Bekanntheitsgrad des Angebots
Empfehlungen durch unter anderem ehemalige teilnehmende Schulen tragen zur Reputation des Bildungsangebots bei. Zudem sind die persönliche Ansprache von Lehrkräften, Sozialarbeit und Schüler*innenvertretungen deutlich effektiver, wenn es um das Gewinnen von Schulen geht. Diese haben sich besser bewährt als Werbung per E-Mail oder Telefon.
Herausforderungen und Grenzen
Erwartungen an einen Projekttag – Lösung konkreter Konflikte
Teilweise gibt es die Erwartung bei Lehrkräften, dass am Projekttag konkrete akute Konflikte in der Klasse aufgearbeitet werden – das kann ein Projekttag und können die Teamer*innen nicht leisten. In Vorgesprächen wird versucht, die Erwartungen abzuklären und die Grenzen des Projekttags aufzuzeigen.

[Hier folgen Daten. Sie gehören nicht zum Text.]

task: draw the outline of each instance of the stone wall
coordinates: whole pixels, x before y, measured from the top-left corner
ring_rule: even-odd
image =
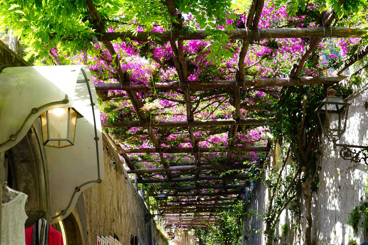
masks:
[[[169,244],[172,245],[195,245],[195,237],[193,230],[185,230],[178,229],[174,239]]]
[[[348,98],[348,102],[352,104],[349,109],[346,131],[337,143],[368,145],[368,110],[364,105],[365,103],[368,101],[367,89],[365,87],[356,91],[355,95]],[[367,201],[367,194],[365,192],[368,177],[367,168],[363,162],[355,163],[343,159],[339,155],[341,149],[337,147],[334,149],[332,143],[325,138],[322,139],[319,187],[314,192],[312,203],[312,239],[315,244],[347,245],[349,237],[356,240],[358,244],[368,241],[368,237],[365,237],[361,230],[355,233],[347,224],[349,213],[361,202]],[[273,156],[277,157],[275,155]],[[261,183],[255,183],[247,209],[265,210],[268,198],[267,188]],[[282,237],[280,227],[284,224],[287,224],[289,231],[286,236],[279,240],[278,244],[304,243],[306,222],[303,215],[304,198],[299,197],[297,202],[301,209],[301,216],[296,222],[295,217],[287,208],[283,211],[280,217],[276,235]],[[293,231],[292,230],[296,224],[297,227]],[[263,230],[265,228],[263,221],[256,216],[247,218],[243,224],[242,244],[265,244],[265,239],[263,234],[248,230]]]
[[[22,58],[10,50],[0,41],[0,64],[12,66],[28,66],[31,65]]]
[[[131,236],[138,234],[140,245],[152,245],[154,239],[158,245],[165,245],[152,219],[145,223],[148,211],[104,136],[103,145],[105,180],[85,191],[80,198],[85,210],[86,244],[95,244],[96,235],[115,235],[122,244],[130,244]],[[110,165],[113,160],[117,162],[114,166]],[[150,230],[152,238],[149,241]]]

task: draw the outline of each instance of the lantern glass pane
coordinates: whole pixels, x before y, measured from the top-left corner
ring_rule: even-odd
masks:
[[[66,139],[68,136],[68,108],[54,108],[47,112],[49,138],[51,140]]]
[[[41,126],[42,129],[42,138],[43,139],[43,144],[47,143],[48,136],[47,133],[47,119],[46,112],[41,114]]]
[[[331,102],[340,104],[330,104]],[[329,111],[339,111],[345,106],[344,104],[345,103],[342,98],[340,97],[328,97],[326,98],[326,103],[327,105],[327,109]]]
[[[75,136],[75,126],[77,125],[77,112],[70,109],[70,116],[69,117],[69,141],[74,144],[74,140]]]
[[[77,112],[72,108],[55,108],[41,115],[43,144],[57,148],[74,144]]]

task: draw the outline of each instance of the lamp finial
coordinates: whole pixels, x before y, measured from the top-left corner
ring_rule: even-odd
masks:
[[[327,90],[327,96],[329,97],[335,97],[337,91],[333,89],[330,89]]]

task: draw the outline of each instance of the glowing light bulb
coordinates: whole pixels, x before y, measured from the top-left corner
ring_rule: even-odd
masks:
[[[270,138],[273,138],[274,137],[272,135],[272,134],[271,133],[271,132],[270,132],[268,130],[266,130],[265,133],[266,133],[266,135],[267,135],[267,136]]]
[[[63,108],[55,108],[53,112],[55,116],[60,116],[64,114],[64,109]]]

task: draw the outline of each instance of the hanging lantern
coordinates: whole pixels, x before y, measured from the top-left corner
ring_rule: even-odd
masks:
[[[72,108],[54,108],[41,115],[43,145],[56,148],[74,145],[78,114]]]
[[[342,97],[335,96],[336,94],[335,89],[327,90],[327,97],[315,111],[318,115],[323,136],[327,136],[329,140],[334,142],[338,140],[345,132],[349,106],[351,104]],[[322,123],[321,114],[326,115],[325,123]]]
[[[159,213],[163,214],[165,212],[165,210],[166,210],[166,204],[167,202],[167,196],[166,195],[166,194],[162,192],[162,190],[160,190],[160,193],[158,193],[157,196],[155,198],[156,199],[156,203],[157,204],[157,210],[158,210]],[[161,209],[160,208],[160,205],[159,204],[159,201],[162,203],[164,201],[164,202],[163,203],[163,208]]]
[[[173,224],[171,227],[171,232],[173,233],[173,234],[175,236],[175,233],[176,232],[176,226],[175,224]]]

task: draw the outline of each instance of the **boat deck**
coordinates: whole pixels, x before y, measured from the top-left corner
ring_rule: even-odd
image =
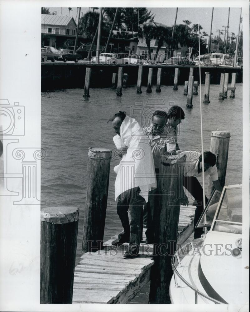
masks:
[[[183,243],[192,233],[196,207],[181,206],[177,243]],[[145,243],[145,229],[140,245],[140,256],[131,260],[123,258],[128,243],[112,246],[118,234],[103,244],[104,249],[87,253],[75,268],[73,303],[125,304],[132,299],[150,280],[154,261],[153,245]]]

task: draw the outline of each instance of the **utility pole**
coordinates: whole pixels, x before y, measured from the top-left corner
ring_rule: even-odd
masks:
[[[216,29],[216,32],[219,32],[219,39],[220,39],[220,32],[221,32],[221,29]]]
[[[238,54],[238,47],[239,45],[239,41],[240,39],[240,23],[241,22],[241,11],[242,8],[240,8],[240,22],[239,24],[239,30],[238,31],[238,36],[237,36],[237,41],[236,43],[236,50],[235,50],[235,55],[234,56],[234,66],[236,66],[236,63],[237,61],[237,56]]]
[[[212,25],[213,24],[213,16],[214,15],[214,8],[212,11],[212,17],[211,18],[211,27],[210,28],[210,36],[209,36],[209,42],[208,44],[208,53],[211,53],[211,41],[212,36]]]
[[[99,63],[99,55],[100,52],[100,42],[101,41],[101,31],[102,29],[102,20],[103,19],[102,11],[101,7],[100,8],[98,23],[98,32],[97,34],[97,44],[96,45],[96,54],[95,63]]]
[[[227,26],[227,38],[226,40],[226,44],[225,46],[225,49],[224,54],[225,54],[227,53],[227,45],[228,43],[228,29],[229,28],[229,16],[230,14],[230,8],[229,7],[228,8],[228,26]]]
[[[78,38],[78,29],[79,29],[79,24],[80,23],[80,13],[81,12],[81,8],[77,8],[78,10],[79,8],[79,15],[78,15],[78,22],[77,23],[77,27],[76,27],[76,36],[75,36],[75,46],[74,46],[74,54],[75,53],[75,49],[76,49],[76,44],[77,42],[77,39]]]
[[[227,27],[227,26],[223,26],[222,27],[223,28],[225,28],[225,30],[223,29],[223,31],[225,32],[225,33],[224,34],[224,43],[225,43],[225,41],[226,41],[226,28]]]

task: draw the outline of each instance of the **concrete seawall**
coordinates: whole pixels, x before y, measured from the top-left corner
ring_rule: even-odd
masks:
[[[119,67],[123,67],[123,74],[128,74],[128,86],[135,85],[137,81],[138,65],[89,64],[83,63],[46,62],[41,63],[41,89],[42,91],[52,90],[71,88],[82,88],[84,87],[86,67],[91,68],[90,88],[111,87],[113,73],[117,73]],[[185,80],[188,80],[190,66],[177,65],[152,65],[143,66],[142,85],[146,86],[147,81],[149,68],[152,68],[152,84],[156,85],[157,71],[158,68],[162,69],[161,84],[173,85],[175,68],[180,68],[178,84],[184,85]],[[192,67],[192,66],[191,66]],[[199,67],[194,67],[194,80],[199,81]],[[211,75],[211,84],[220,83],[220,74],[225,72],[231,75],[237,72],[236,82],[242,82],[242,74],[240,69],[231,67],[206,66],[201,68],[201,83],[205,83],[205,72],[209,72]]]

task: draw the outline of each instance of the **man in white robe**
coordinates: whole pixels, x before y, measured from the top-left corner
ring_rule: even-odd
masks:
[[[112,243],[129,242],[124,257],[131,259],[139,254],[143,203],[148,200],[149,192],[156,187],[153,159],[147,137],[135,119],[120,111],[109,121],[117,134],[113,138],[116,146],[126,152],[114,169],[117,174],[115,183],[117,213],[124,231]]]

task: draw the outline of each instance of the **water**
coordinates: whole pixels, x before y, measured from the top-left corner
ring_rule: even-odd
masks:
[[[218,129],[231,134],[228,155],[226,184],[242,183],[242,84],[237,84],[235,98],[219,101],[219,85],[211,85],[208,105],[202,104],[204,150],[209,150],[211,131]],[[204,94],[204,85],[202,94]],[[83,98],[84,90],[71,89],[41,95],[41,147],[46,152],[41,162],[41,200],[49,206],[71,206],[80,209],[76,265],[81,255],[86,185],[88,149],[89,147],[112,149],[115,134],[107,121],[116,112],[124,110],[131,115],[135,101],[145,105],[149,100],[167,105],[174,102],[184,110],[185,119],[179,129],[180,148],[201,149],[200,95],[193,97],[192,109],[185,108],[187,97],[184,86],[173,91],[171,86],[162,86],[161,92],[136,93],[135,87],[123,90],[119,97],[116,91],[109,89],[91,89],[90,97]],[[198,90],[198,92],[200,92]],[[230,93],[229,91],[228,93]],[[202,97],[203,100],[204,96]],[[157,100],[156,100],[157,99]],[[174,105],[171,103],[170,105]],[[140,115],[137,119],[141,122]],[[116,213],[116,206],[110,204],[114,199],[116,175],[113,171],[117,161],[111,160],[104,240],[109,239],[122,228]],[[147,303],[148,286],[133,300]]]

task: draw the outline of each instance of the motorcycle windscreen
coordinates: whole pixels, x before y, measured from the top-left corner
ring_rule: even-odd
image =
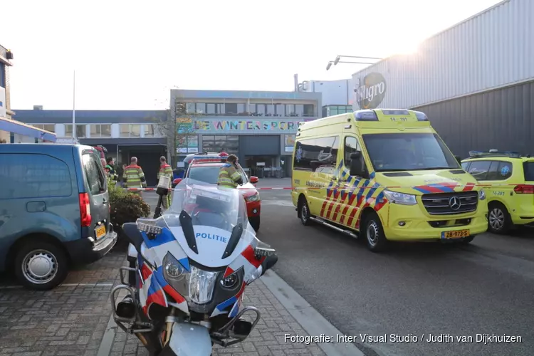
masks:
[[[187,256],[209,268],[229,266],[256,239],[238,189],[186,179],[162,216]]]

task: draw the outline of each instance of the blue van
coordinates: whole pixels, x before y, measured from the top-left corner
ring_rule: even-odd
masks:
[[[117,242],[108,182],[92,147],[0,145],[0,271],[51,289],[73,263],[90,263]]]

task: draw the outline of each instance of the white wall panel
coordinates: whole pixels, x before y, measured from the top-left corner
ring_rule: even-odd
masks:
[[[385,79],[378,108],[413,108],[534,79],[534,0],[506,0],[352,75]],[[355,110],[360,108],[357,103]]]

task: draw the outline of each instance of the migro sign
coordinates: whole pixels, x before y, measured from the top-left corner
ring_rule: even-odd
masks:
[[[376,109],[386,95],[386,80],[379,73],[370,73],[363,78],[363,83],[358,79],[354,91],[360,109]]]

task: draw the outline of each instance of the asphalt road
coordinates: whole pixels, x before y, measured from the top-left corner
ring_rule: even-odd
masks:
[[[154,206],[152,194],[145,199]],[[534,231],[480,235],[465,246],[399,244],[377,254],[328,228],[303,226],[289,191],[261,197],[258,237],[277,249],[275,271],[342,333],[387,336],[363,344],[358,337],[366,355],[534,355]],[[390,334],[419,341],[392,342]],[[429,334],[453,340],[427,342]],[[522,342],[484,345],[476,334]]]
[[[366,355],[534,355],[534,230],[486,234],[466,246],[396,244],[377,254],[328,228],[304,226],[289,191],[263,191],[258,238],[278,251],[274,271],[346,335],[417,336],[359,345]],[[476,342],[476,334],[522,342]],[[449,342],[420,341],[450,334]],[[456,336],[473,336],[459,342]],[[358,339],[360,341],[360,339]]]

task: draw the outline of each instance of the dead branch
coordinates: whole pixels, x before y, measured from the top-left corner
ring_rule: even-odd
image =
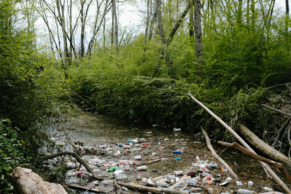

Die Teamer*innen sind in der Regel einen begrenzten Zeitraum an der Schule. Der Zeitrahmen ist zu klein, um konflikthafte Situationen/Diskriminierungen in all ihrer Komplexität zu erfassen und zu bearbeiten. Teamer*innen können selbst keine Beratung anbieten. Wenn einzelne Schüler*innen den Bedarf haben, sich beraten zu lassen, verweisen die Teamer*innen an qualifizierte Beratungsstellen vor Ort, sofern es für das Anliegen Anlauf- und Beratungsstellen gibt.
Obgleich der Auftrag klar auf die Durchführung der Projekttage begrenzt ist, kann die Abgrenzung eine Herausforderung für Teamer*innen darstellen.
Tipps für die Übertragung
Zusätzlich zu den im Abschnitt „Gelingensfaktoren“ genannten Punkten empfehlen die Akteur*innen, vor Einführung von Angeboten an Schulen eine Bedarfsanalyse durchzuführen. DEBATTE ist dazu regelmäßig mit Bildungseinrichtungen im Gespräch.